Background and Purpose--Hyperglycemia adversely affects the outcome of stroke. Global ischemia data support that the harmful effect of hyperglycemia is mediated by glucose-induced elevated plasma glucocorticoids. Here we sought to evaluate the negative effects of hyperglycemia on transient focal ischemia in the rat, and to test whether these could be prevented by inhibition of either corticosteroid production or neutrophil infiltration.

Methods--Sprague-Dawley rats (n=217) were used. Ischemia was induced by 1 hour middle cerebral artery occlusion (n=196). Acute hyperglycemia was induced by IP injection of dextrose 30 minutes before ischemia. Neutrophil infiltration was blocked by neutropenia with vinblastine. Corticosterone synthesis was inhibited by chemical adrenalectomy with metyrapone. We measured MRI lesion and tissue infarct volumes, evaluated the neurological function, brain myeloperoxidase and matrix metalloproteinase-9 activities, and protein O-glycosylation.

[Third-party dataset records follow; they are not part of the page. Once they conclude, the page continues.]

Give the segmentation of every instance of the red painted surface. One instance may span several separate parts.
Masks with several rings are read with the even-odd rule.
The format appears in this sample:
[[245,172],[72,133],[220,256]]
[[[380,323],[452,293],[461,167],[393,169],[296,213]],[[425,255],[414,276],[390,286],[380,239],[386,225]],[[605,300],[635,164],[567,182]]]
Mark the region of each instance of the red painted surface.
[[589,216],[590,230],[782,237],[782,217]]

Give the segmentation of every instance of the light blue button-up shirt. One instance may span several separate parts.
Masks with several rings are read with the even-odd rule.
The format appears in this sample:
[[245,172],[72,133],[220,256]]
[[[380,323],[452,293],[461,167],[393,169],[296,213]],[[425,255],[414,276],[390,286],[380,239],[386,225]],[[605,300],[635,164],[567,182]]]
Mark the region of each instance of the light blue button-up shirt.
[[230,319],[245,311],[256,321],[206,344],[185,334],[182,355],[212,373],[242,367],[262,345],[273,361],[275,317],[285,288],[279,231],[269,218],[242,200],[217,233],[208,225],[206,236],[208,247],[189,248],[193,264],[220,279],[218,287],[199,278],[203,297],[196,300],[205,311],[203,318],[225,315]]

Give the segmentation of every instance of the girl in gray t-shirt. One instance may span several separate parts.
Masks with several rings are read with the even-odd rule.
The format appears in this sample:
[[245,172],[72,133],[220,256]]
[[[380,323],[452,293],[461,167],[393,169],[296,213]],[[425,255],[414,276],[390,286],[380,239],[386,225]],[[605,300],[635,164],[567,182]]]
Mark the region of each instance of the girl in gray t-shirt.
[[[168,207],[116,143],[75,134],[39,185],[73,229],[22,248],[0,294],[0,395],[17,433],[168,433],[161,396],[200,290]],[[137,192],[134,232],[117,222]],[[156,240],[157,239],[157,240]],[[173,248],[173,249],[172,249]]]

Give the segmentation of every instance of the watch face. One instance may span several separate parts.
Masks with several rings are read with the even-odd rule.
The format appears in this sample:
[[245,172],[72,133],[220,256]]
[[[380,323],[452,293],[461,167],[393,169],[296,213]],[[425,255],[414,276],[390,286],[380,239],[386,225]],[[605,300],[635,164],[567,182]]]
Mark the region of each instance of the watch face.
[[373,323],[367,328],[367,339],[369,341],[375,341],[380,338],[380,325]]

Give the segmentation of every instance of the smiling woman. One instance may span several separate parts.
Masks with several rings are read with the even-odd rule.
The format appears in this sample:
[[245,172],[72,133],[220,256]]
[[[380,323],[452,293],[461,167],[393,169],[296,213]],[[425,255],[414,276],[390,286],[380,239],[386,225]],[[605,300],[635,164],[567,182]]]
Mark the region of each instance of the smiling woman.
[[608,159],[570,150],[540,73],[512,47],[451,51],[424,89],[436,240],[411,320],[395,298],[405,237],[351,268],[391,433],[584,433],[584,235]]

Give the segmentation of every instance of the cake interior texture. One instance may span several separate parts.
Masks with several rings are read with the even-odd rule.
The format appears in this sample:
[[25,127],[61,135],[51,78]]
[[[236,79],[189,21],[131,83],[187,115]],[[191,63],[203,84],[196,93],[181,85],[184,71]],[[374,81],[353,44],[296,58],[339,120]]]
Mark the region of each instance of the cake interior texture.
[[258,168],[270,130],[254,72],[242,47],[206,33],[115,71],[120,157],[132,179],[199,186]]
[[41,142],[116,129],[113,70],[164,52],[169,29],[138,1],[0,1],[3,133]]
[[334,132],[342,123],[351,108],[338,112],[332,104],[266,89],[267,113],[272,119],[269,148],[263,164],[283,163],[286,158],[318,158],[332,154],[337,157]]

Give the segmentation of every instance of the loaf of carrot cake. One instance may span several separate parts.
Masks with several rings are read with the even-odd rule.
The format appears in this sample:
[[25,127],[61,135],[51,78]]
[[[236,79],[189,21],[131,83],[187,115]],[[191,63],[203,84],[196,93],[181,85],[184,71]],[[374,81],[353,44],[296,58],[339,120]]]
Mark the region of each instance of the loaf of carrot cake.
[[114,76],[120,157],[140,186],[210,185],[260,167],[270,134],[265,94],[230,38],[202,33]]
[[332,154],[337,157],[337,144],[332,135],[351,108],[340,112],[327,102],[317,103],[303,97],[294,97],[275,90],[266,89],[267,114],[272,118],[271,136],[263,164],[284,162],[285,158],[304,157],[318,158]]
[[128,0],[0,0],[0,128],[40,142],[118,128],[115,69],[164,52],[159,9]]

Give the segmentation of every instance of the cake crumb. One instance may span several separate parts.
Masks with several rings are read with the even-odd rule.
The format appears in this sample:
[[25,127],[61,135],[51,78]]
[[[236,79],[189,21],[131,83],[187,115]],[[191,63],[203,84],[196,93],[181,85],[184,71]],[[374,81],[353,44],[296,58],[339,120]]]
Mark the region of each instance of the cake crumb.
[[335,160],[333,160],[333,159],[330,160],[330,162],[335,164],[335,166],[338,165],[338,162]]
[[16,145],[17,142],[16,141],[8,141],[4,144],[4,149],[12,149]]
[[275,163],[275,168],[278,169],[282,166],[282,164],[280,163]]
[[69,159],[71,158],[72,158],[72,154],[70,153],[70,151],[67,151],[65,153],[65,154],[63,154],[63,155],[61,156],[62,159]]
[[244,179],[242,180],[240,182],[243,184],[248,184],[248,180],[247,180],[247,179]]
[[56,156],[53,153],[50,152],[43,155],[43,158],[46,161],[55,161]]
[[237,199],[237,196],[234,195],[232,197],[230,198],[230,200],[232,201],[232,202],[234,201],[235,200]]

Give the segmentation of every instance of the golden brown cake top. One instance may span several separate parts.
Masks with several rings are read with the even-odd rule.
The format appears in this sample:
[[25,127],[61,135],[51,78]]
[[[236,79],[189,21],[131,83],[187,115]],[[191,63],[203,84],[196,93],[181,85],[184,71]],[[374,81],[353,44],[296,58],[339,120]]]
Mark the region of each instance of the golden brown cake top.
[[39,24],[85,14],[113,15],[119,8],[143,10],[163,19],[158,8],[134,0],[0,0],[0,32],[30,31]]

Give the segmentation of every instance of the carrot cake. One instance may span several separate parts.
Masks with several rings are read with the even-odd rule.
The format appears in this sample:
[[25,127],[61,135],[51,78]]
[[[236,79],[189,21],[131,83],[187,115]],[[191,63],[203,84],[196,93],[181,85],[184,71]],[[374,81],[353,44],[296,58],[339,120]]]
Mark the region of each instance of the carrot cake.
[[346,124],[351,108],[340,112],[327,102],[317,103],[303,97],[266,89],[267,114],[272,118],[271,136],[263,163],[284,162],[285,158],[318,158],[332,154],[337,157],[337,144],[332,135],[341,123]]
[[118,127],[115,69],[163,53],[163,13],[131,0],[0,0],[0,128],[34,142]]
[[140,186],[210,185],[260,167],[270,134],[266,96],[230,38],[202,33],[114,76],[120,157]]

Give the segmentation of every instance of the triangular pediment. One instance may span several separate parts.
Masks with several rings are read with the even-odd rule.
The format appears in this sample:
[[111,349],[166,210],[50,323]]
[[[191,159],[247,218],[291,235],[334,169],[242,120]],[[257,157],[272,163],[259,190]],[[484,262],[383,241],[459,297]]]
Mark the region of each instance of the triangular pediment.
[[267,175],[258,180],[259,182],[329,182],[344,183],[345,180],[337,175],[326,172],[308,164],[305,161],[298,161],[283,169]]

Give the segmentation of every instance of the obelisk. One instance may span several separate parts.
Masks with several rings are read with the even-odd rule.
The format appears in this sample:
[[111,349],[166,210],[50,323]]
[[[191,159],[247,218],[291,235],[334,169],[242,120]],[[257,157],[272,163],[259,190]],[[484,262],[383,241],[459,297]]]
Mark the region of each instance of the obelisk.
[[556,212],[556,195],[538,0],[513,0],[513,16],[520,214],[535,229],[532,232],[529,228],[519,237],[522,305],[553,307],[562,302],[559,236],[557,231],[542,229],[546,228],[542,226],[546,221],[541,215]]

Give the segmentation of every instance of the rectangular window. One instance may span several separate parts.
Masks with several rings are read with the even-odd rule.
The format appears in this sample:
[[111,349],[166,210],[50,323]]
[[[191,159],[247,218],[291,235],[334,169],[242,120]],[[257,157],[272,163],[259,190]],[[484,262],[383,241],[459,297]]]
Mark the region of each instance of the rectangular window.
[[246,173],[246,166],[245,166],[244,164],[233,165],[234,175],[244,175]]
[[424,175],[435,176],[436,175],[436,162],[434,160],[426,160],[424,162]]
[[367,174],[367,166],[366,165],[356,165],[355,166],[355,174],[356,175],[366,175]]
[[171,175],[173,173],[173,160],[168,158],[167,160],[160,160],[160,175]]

Results--Hyperglycemia significantly enhanced MRI diffusion-weighted imaging alterations, increased cortical, but not subcortical, infarct volume, worsened neurological score, and enhanced brain myeloperoxidase and matrix metalloproteinase-9 activities. Metyrapone did not prevent hyperglycemic brain damage despite successful reduction of plasma corticosterone. Yet, metyrapone tended to reduce cortical infarction and apparent diffusion coefficient lesion volume, indicating some negative contribution of corticosterone. Blocking neutrophil infiltration was also ineffective to prevent the harmful effect of hyperglycemia. A new finding was that O-linked glycosylation of cerebral proteins was increased under hyperglycemia.

Conclusions--In transient middle cerebral artery occlusion, the hyperglycemia-exacerbated brain damage cannot be fully explained by the negative effects of plasma corticosteroids or neutrophil infiltration. The contribution of other intrinsic effects of high glucose, such as brain protein O-glycosylation, deserves further investigation.